It is amazing to think that back when I was 14 years old and when you wanted to go see a movie, you only had four choices. There would be three movies to choose from at the Empire Theatre’s Triple Cinemas or one movie to choose from playing at the Vogue Theatre in downtown Sydney. And out of those four choices, none of them would be an independent film. When you only have four of Hollywood’s main features to pick from, it can get a little boring.

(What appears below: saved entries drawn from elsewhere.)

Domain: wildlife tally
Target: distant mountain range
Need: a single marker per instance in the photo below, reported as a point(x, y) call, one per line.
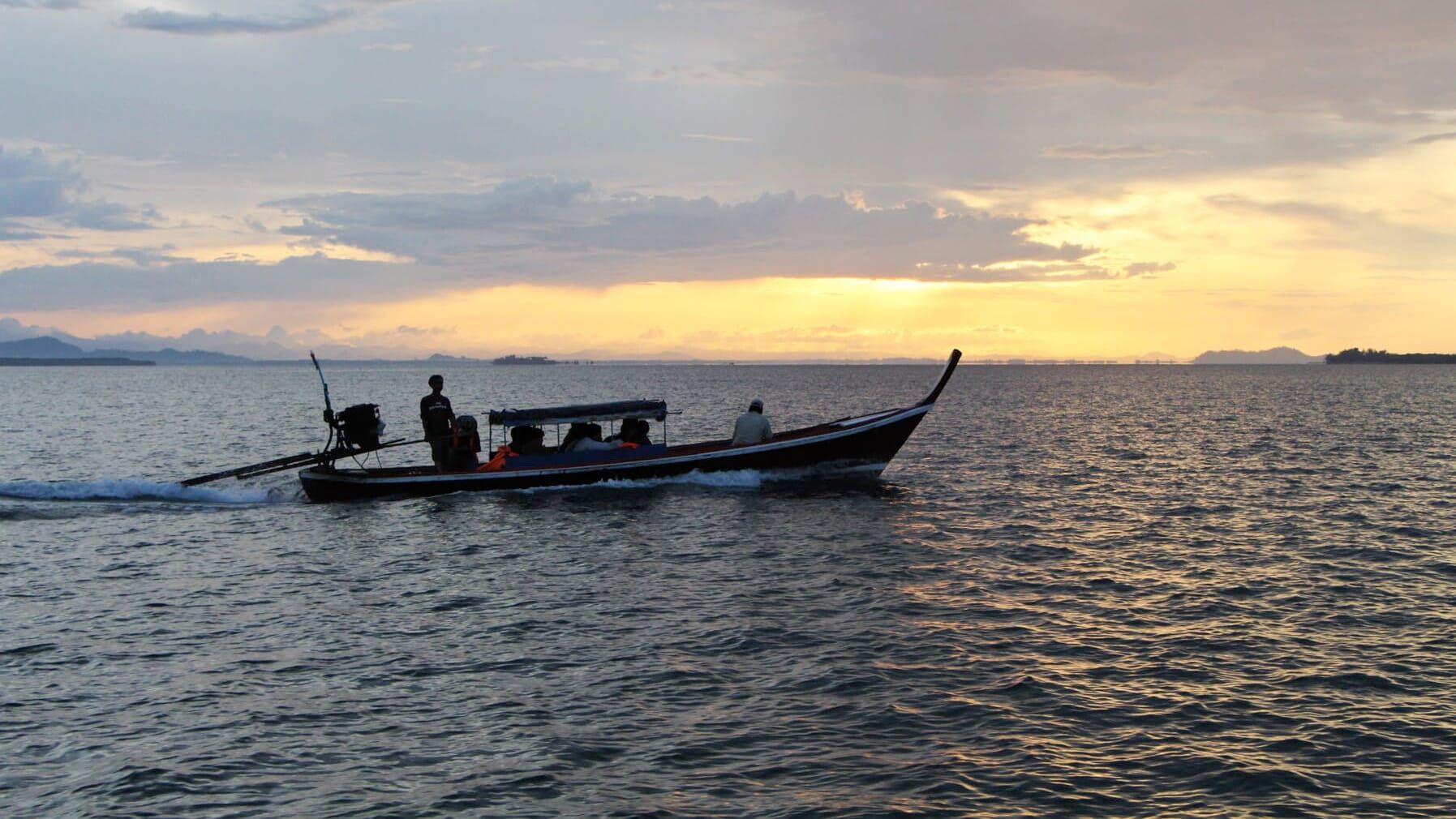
point(1274, 355)
point(49, 348)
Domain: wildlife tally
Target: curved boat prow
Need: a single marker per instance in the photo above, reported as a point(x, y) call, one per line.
point(945, 379)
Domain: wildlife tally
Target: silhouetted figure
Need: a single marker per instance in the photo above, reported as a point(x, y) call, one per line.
point(463, 444)
point(529, 441)
point(752, 427)
point(437, 418)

Before 2003, there was no theatre available to be able to go and see the “hidden gems” of the big screen. That was up until we saw the birth of The Cape Breton Island Film Series. This is a film festival that prides itself on only showing innovative and thought provoking independent films. What classifies a film as being “independent” is that most of its financing comes from outside of a major Hollywood studio. Some other key trademarks are that these “indie films” tend to have more artistic value and less reliance on the glitz and glamour one tends to see from a large budget movie.
“A friend of mine in Newfoundland was running a similar film festival,” said Parker Donham, creator of The Cape Breton Island Film Series. “I asked her how someone would go about doing this and she told me everything I needed to know. There were already groups around the Atlantic Provinces who were doing it as well. I learned everything from them.”
It was rare at the time to ever see movies like these in Empire Theatres. It makes sense to only show the most popular movies at the time when you have 10 screens to show them on. But, there are plenty of people who would love to see independent films. They were demanding it.
“Instead of showing a film like this 6 or 7 times a week, show it once a week and make an event out of it. And Empire does well in the deal too.”
Parker is very happy with the relationship between them (The Cape Breton Island Film Series) and Empire Theatres. He says, “Their staff is amazing. The film series has brought in close to 20 to 30 thousand people in the doors over its existence and the numbers do not lie. There is definitely a market.”
The first film that was shown was Bowling for Columbine. Parker remembers, “We blew the doors off the place for that one!” There have been some amazing films that have been shown during this festival. Parker recalls a German movie called The Lives of Others, which was amazing and March of the Penguins was a huge hit that everyone wanted to see.
“Audiences started out beyond our wildest dreams. And it’s very common for us to sell out. We have people thanking us all the time for bringing in these films.”
The Cape Breton Island Film Series has just started their 2010 season at Empire Theatres in Sydney. It runs every Thursday night at 7 pm. This week is Bad Lieutenant: Port of Call New Orleans starring Nicolas Cage. Ticket price is $9 adult and $6 student. The rest of the 2010 season is as follows: February 11 – The Damned United (UK / USA); February 18 – Broken Embraces (Spain); February 25 – A Serious Man (USA); March 4 – An Education (UK); March 11 – The Last Station (Germany / Russia / UK); March 18 – White Ribbon (Austria / Germany / France / Italy); March 25 – Precious (USA); April 1 – A Single Man (USA); April 8 – A Prophet (France / Italy); April 15 – Good Hair (USA).